Title : 
A comparative study of citations and links in document classification
         
        
            Author : 
Couto, Thierson ; Cristo, Marco ; Gonçalves, Marcos André ; Calado, Pável ; Ziviani, Nivio ; Moura, Edleno ; Ribeiro-Neto, Berthier
         
        
            Author_Institution : 
Comput. Sci. Dept., Fed. Univ. of Minas Gerais, Belo Horizonte
         
        
        
        
        
        
            Abstract : 
It is well known that links are an important source of information when dealing with Web collections. However, the question remains on whether the same techniques that are used on the Web can be applied to collections of documents containing citations between scientific papers. In this work we present a comparative study of digital library citations and Web links, in the context of automatic text classification. We show that there are in fact differences between citations and links in this context. For the comparison, we run a series of experiments using a digital library of computer science papers and a Web directory. In our reference collections, measures based on co-citation tend to perform better for pages in the Web directory, with gains up to 37% over text based classifiers, while measures based on bibliographic coupling perform better in a digital library. We also propose a simple and effective way of combining a traditional text based classifier with a citation-link based classifier. This combination is based on the notion of classifier reliability and presented gains of up to 14% in micro-averaged F1 in the Web collection. However, no significant gain was obtained in the digital library. Finally, a user study was performed to further investigate the causes for these results.
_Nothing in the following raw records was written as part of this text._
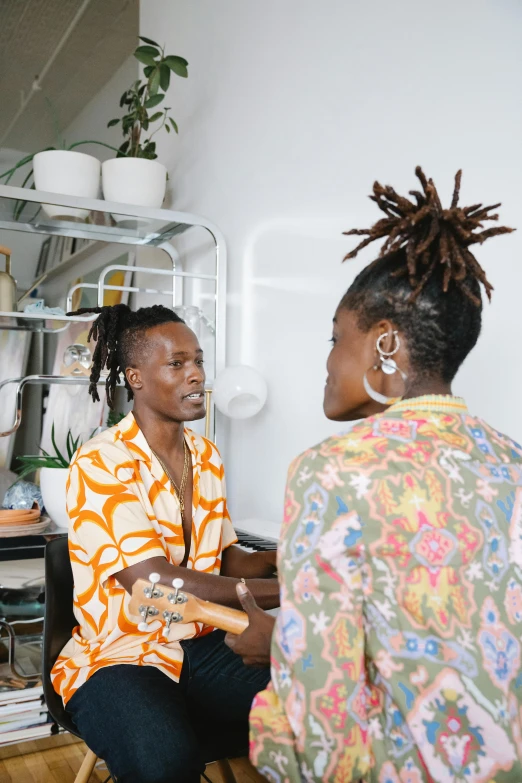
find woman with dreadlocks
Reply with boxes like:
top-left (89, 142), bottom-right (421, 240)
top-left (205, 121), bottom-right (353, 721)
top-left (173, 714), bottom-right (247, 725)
top-left (227, 169), bottom-right (522, 783)
top-left (52, 305), bottom-right (279, 783)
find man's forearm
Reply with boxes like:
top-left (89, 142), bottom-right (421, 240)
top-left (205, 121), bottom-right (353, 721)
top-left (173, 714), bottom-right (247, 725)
top-left (114, 557), bottom-right (279, 609)
top-left (221, 546), bottom-right (276, 579)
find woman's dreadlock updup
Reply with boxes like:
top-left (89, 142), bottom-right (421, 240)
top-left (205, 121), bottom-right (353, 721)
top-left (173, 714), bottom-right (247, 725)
top-left (68, 304), bottom-right (184, 409)
top-left (341, 166), bottom-right (514, 381)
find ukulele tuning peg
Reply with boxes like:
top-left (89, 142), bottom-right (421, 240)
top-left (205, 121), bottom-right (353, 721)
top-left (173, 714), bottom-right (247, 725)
top-left (143, 571), bottom-right (163, 598)
top-left (168, 576), bottom-right (184, 604)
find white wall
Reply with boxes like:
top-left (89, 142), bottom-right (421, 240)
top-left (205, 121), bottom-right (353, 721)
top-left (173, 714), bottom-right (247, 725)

We discovered that misclassifications by the citation-link based classifiers are in fact difficult cases, hard to classify even for humans
         
        
            Keywords : 
Internet; citation analysis; classification; digital libraries; text analysis; Web collection; citation analysis; digital library; document classification; text classification; Computer science; Gain measurement; Humans; Information retrieval; Performance evaluation; Performance gain; Permission; Software libraries; Text categorization; Web pages; digital libraries; links; text classification; web directories;
         
        
        
        
            Conference_Titel : 
Digital Libraries, 2006. JCDL '06. Proceedings of the 6th ACM/IEEE-CS Joint Conference on
         
        
            Conference_Location : 
Chapel Hill, NC
         
        
            Print_ISBN : 
1-59593-354-9
         
        
        
            DOI : 
10.1145/1141753.1141766